During these 4 timeouts, 4 events were handled in the saga.
After this Axonserver logs were idle and no more.
Every once in a while an event seems to come through, but this happens in intervals between 1 to 6 minutes.

Axon logs in our Spring application are currently on INFO logging since this is a problem on our Production environment.
With this setting, we see no logs from Axon.
We are only seeing incoming JMS messages in our application but they should not interfere with the Axon messages.
I could try to set in on DEBUG if that would help?

I have also added the following config to the Spring application. No luck there unfortunately.

`
axon:
axonserver:
initial-nr-of-permits: 2000
nr-of-new-permits: 1000
new-permits-threshold: 1000

`

Kind regards,
Lars

Hi Lars,

what does this Saga actually do? Could it be possible that the SagaEventHandler just takes that long to complete? Axon uses tracking processors by default, handling all events in a single thread, in sequence. AxonServer will happily serve a few thousand events per second on that thread, putting the bottleneck more in the actual handling than the delivery.

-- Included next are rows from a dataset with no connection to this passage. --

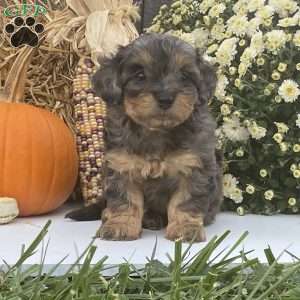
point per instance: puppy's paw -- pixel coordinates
(187, 232)
(153, 221)
(120, 231)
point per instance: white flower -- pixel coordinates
(289, 90)
(253, 26)
(283, 147)
(289, 22)
(281, 127)
(221, 86)
(237, 25)
(296, 39)
(217, 32)
(226, 52)
(283, 7)
(250, 189)
(269, 194)
(263, 173)
(256, 132)
(229, 184)
(237, 195)
(255, 5)
(257, 43)
(240, 7)
(298, 121)
(275, 40)
(242, 70)
(277, 137)
(201, 37)
(206, 5)
(234, 131)
(216, 10)
(265, 12)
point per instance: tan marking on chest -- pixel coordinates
(138, 167)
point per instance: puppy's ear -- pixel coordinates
(207, 79)
(106, 81)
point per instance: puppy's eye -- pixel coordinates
(185, 76)
(140, 76)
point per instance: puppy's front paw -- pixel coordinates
(118, 231)
(187, 232)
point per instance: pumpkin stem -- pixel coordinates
(14, 88)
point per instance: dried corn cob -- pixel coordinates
(90, 112)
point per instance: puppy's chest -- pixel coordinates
(153, 166)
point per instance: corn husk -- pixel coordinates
(8, 210)
(95, 28)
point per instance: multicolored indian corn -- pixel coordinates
(90, 113)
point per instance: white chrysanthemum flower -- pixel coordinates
(229, 184)
(226, 52)
(275, 40)
(256, 132)
(238, 25)
(221, 86)
(289, 90)
(284, 7)
(216, 10)
(206, 5)
(296, 39)
(257, 43)
(281, 127)
(237, 195)
(243, 68)
(234, 131)
(218, 32)
(201, 37)
(225, 109)
(277, 137)
(248, 55)
(269, 195)
(254, 5)
(265, 12)
(289, 22)
(250, 189)
(253, 26)
(298, 121)
(240, 7)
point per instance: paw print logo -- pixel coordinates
(24, 31)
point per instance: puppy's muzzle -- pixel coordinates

Are you seeing this behavior on your development environment as well? In that case, profiling should indicate what’s going on.

Cheers,

Hi Allard,

Having upgraded Axonserver we decided to hold everything for a while to let all sagas catch up.
The Axonserver dashboard was a great help in monitoring this!
We restarted the process and everything seems to work now.
I also noticed that our database was running at 100% CPU at that time and was being queried non-stop by Axonserver.
Catching up probably took longer than expected which, in combination with the large load on the database, caused events to be processed so slowly.
The other sagas had no logging which also explains why we did not see anything happening there.

Thanks for your quick help! It allowed us to find and solve the problem rapidly.